Some of the things they turned up were quite intriguing. It would turn out that, rather than never having had any exposure to Irish culture, she had actually had an Irish aunt, and had also had an Irish immigrant neighbor named Bridie Murphy Corkell, who had lived across the street of Virginia’s childhood home, with her name also suspiciously similar to “Bridey Murphy.” There were also found to be several coincidental parallels between Bridey Murphy’s life and Virginia’s, and skeptics began to suspect that she may have been displaying what is called cryptomnesia, in which the subject’s subconscious picks up memories and outside cues to form a delusional fantasy, often unbeknownst even to them and only accessible in dreams or through hypnosis. In these cases, while it may seem that the subject is accurately describing a past life, most of the details can inevitably tracked back to something in their current, real life that they have encountered and retained, if even on a subconscious level, to mix together into a concoction that seems like something new. Psychologist Martin Gardner has said of all of this:

Almost any hypnotic subject capable of going into a deep trance will babble about a previous incarnation if the hypnotist asks him to. He will babble just as freely about his future incarnations. In every case of this sort where there has been adequate checking on the subject’s past, it has been found that the subject was weaving together long forgotten bits of information acquired during his early years.

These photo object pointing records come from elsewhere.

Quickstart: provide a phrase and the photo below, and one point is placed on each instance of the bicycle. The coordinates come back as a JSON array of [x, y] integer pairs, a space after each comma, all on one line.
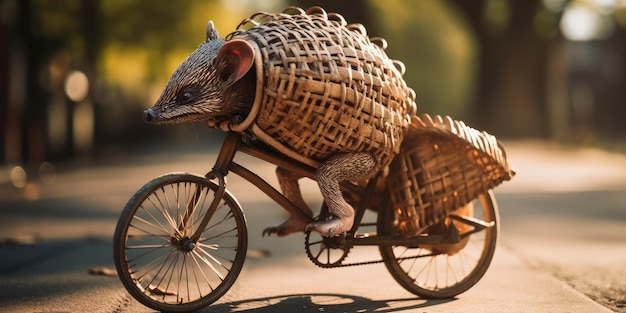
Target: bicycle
[[181, 240]]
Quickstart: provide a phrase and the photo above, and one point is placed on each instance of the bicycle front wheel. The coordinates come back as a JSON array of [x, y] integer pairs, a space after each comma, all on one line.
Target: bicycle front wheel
[[156, 260], [430, 271]]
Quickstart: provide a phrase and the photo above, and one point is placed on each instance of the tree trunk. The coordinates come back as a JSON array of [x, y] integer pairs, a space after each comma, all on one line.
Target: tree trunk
[[510, 98]]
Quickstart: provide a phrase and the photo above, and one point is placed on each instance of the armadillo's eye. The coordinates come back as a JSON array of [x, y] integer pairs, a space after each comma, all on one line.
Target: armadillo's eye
[[185, 95]]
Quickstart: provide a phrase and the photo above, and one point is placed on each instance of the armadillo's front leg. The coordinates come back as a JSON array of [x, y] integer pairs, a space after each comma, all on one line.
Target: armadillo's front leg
[[290, 188], [343, 167]]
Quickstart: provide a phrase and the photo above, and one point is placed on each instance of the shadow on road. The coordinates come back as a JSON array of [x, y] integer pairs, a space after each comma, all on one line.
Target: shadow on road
[[321, 302]]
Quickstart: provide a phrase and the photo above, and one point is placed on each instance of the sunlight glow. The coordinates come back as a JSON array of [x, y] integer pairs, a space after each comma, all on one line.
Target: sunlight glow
[[582, 23]]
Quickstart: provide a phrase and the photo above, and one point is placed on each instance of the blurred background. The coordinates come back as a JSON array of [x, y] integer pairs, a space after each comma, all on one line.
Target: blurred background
[[76, 74]]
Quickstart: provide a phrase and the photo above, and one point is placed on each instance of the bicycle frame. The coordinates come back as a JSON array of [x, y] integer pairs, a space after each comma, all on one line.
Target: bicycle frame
[[236, 142]]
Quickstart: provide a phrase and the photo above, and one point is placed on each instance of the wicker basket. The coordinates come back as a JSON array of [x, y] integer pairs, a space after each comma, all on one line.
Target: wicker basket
[[323, 87], [443, 165]]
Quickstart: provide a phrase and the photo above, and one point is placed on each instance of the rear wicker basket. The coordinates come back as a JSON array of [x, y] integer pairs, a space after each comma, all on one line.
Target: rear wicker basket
[[323, 88], [443, 165]]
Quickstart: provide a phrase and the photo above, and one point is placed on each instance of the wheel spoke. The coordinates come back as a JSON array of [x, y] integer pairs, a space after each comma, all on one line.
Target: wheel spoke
[[153, 255]]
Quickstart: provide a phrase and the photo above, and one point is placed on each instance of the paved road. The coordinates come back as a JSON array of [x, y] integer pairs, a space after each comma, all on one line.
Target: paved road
[[562, 242]]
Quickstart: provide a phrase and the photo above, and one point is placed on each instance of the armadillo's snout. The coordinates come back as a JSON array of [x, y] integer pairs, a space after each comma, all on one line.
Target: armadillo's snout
[[149, 116]]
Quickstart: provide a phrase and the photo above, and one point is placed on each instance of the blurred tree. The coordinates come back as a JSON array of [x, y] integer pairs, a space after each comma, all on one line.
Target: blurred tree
[[510, 96]]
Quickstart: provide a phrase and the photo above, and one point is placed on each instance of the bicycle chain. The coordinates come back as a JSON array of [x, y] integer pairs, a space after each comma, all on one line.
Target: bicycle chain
[[346, 250]]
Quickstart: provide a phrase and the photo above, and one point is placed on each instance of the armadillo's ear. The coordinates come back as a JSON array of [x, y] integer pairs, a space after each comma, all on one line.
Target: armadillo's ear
[[211, 32], [234, 60]]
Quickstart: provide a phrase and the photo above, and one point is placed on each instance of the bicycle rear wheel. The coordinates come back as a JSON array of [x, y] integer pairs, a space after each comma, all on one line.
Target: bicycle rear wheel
[[430, 273], [156, 260]]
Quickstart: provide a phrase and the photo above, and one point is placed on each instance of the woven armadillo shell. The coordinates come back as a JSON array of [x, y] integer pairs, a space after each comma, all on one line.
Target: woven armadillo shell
[[324, 88]]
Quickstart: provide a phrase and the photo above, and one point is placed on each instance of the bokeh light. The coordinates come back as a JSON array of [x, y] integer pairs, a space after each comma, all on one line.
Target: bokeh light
[[76, 86], [18, 177]]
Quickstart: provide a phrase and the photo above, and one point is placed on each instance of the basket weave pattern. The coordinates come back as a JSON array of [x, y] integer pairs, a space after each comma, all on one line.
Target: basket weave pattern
[[327, 88], [442, 166]]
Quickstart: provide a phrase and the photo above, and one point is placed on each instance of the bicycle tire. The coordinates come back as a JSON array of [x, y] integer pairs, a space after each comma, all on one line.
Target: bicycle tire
[[149, 240], [441, 275]]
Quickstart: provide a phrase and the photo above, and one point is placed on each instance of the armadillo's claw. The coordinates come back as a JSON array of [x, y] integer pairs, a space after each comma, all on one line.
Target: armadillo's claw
[[290, 226], [332, 227], [269, 231]]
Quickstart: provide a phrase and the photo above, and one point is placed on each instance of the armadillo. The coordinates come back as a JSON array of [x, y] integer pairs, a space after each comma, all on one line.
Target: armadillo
[[307, 84]]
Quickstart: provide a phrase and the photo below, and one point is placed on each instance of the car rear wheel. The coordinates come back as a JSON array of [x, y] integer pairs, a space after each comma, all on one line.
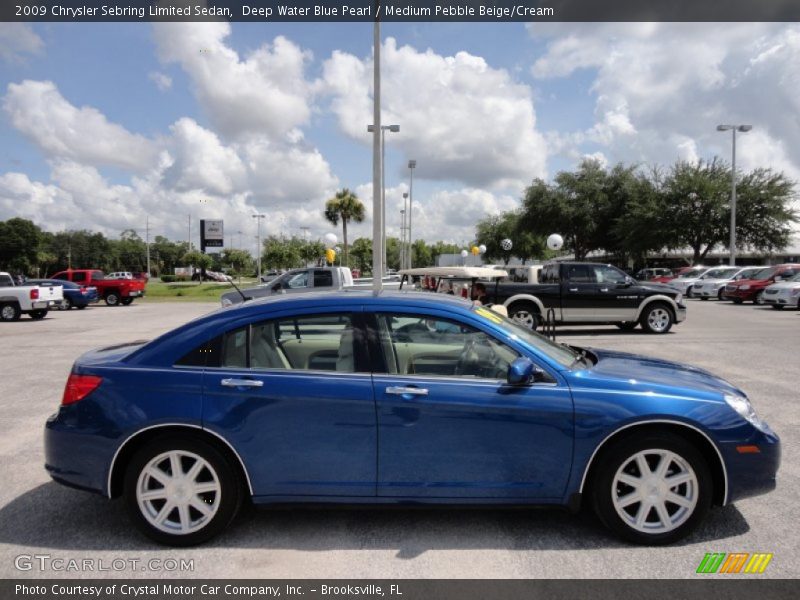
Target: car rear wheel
[[181, 491], [525, 314], [652, 489], [657, 318], [112, 298], [10, 311]]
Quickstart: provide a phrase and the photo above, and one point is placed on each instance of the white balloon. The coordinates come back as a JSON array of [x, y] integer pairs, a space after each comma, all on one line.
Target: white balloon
[[555, 241], [330, 240]]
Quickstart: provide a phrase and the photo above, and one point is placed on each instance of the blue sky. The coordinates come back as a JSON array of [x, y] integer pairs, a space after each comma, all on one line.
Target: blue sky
[[102, 124]]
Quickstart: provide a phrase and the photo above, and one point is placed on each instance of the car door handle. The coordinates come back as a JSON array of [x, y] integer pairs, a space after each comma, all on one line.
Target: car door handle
[[402, 391], [242, 383]]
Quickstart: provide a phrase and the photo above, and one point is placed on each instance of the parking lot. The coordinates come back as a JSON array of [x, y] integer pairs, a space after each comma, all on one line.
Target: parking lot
[[755, 348]]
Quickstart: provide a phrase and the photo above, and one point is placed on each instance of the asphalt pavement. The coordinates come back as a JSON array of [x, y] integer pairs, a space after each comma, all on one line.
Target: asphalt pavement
[[755, 348]]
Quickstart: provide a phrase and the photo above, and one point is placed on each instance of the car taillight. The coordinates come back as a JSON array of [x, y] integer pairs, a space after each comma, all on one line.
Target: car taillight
[[78, 387]]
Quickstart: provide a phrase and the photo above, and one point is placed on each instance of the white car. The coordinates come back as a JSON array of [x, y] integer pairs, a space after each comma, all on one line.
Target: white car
[[713, 282], [783, 293], [685, 283]]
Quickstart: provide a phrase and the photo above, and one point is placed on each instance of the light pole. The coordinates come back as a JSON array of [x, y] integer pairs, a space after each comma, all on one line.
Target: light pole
[[393, 129], [733, 129], [259, 217], [412, 164]]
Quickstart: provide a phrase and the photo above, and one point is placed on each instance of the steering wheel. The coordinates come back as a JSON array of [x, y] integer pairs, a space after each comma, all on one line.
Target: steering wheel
[[468, 357]]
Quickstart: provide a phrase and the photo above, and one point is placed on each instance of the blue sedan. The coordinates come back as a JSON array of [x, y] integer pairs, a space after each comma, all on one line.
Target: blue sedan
[[399, 398]]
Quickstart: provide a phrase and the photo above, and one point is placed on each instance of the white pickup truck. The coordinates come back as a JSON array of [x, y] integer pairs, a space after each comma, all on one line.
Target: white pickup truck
[[34, 300]]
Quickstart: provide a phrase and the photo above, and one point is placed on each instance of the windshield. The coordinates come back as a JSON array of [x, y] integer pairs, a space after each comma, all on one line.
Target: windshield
[[721, 273], [765, 273], [560, 353]]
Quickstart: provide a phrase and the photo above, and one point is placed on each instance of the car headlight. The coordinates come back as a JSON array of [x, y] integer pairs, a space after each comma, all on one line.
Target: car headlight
[[742, 406]]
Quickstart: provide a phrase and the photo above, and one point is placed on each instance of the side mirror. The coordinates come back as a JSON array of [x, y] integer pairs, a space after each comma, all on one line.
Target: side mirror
[[520, 372]]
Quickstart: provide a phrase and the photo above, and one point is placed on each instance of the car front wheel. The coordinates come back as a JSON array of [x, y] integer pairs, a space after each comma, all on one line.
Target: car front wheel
[[181, 491], [652, 489], [657, 318]]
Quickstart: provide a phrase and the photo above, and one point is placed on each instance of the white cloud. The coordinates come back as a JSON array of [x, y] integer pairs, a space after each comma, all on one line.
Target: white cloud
[[460, 118], [163, 82], [18, 40], [660, 89], [61, 130], [264, 92]]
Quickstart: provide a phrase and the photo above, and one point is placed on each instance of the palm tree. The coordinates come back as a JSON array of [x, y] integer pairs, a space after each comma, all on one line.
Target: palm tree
[[347, 207]]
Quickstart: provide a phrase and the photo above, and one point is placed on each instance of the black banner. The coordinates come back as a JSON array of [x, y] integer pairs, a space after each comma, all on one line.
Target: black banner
[[730, 588], [401, 10]]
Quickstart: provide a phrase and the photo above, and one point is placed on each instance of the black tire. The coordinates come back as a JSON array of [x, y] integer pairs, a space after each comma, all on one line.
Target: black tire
[[657, 318], [112, 299], [621, 461], [10, 311], [525, 314], [223, 503]]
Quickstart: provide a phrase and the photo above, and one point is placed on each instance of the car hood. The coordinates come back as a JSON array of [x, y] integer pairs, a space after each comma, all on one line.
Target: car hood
[[784, 285], [621, 371]]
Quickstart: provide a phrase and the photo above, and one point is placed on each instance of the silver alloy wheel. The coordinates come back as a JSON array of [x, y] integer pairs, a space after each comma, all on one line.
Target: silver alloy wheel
[[178, 492], [655, 491], [659, 319]]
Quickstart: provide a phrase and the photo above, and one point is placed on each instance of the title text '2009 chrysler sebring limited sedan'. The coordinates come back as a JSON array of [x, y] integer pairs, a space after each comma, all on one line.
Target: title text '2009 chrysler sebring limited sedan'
[[354, 397]]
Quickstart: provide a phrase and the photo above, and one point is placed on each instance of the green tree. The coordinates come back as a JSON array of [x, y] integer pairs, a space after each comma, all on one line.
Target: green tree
[[19, 244], [345, 206]]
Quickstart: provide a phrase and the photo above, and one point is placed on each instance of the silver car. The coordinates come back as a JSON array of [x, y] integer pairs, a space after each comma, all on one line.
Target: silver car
[[685, 283], [783, 293], [713, 283]]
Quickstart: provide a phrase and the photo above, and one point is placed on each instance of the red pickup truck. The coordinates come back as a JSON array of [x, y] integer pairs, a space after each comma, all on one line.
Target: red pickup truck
[[113, 291]]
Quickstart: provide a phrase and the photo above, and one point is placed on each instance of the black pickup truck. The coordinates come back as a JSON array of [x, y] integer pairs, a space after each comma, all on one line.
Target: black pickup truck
[[582, 293]]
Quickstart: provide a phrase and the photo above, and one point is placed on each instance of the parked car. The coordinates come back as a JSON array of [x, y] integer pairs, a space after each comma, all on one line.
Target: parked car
[[651, 273], [747, 290], [685, 281], [784, 293], [714, 286], [113, 291], [30, 299], [315, 398], [79, 296]]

Less kind skeptics have accused the case of being a fabrication and hoax orchestrated by both Virginia and Bernstein in order to get fame and money. For his part, Bernstein adamantly fought off his critics, and was quick to point out that simply having an Irish aunt and a causal relationship with a neighbor when she was very young and who she did not even remember, did not translate into Virginia’s incredibly deep knowledge of 19th century Ireland. He also made the argument that while the aunt was of Irish descent, she had not even born in Ireland, but rather in New York city and raised in Chicago, meaning that her knowledge of Ireland would not necessarily be any better than the average citizen, let alone the intricacies of 19th century Irish life and the language. In fact, Bernstein’s own investigation into Virginia’s life could find no solid link to Ireland or anything that would explain her knowledge, and indeed he was able to debunk many of the debunker’s claims as misleading at best and totally exaggerated at worst, with many of the details skeptics threw out full of red herrings and assumptions. Nevertheless, the damage had been done and the general public began to think of it all as a hoax.

For her part, Virginia Tighe would deny having ever had any interest in Ireland, much less 19th century Ireland, and had never been exposed to it in any way, certainly not enough to provide all of the obscure details she had provided. She also actually did not pursue fame or money from her predicament either, and apart from a few interviews she largely lived under the radar and away from the spotlight until her death in 1999. There are a lot of things she no doubt took to her grave with her. Was she really the reincarnated fomr of a 19th century Irishwoman? How could she know all of the things she did? Was this just a clever ruse, and if so did she trick Bernstein or was he in on it? Even all of these decades later the case of Virginia Tighe and her alter ego Bridey Murphy remains unexplained, and is one of the great reincarnation cases, still discussed to this day.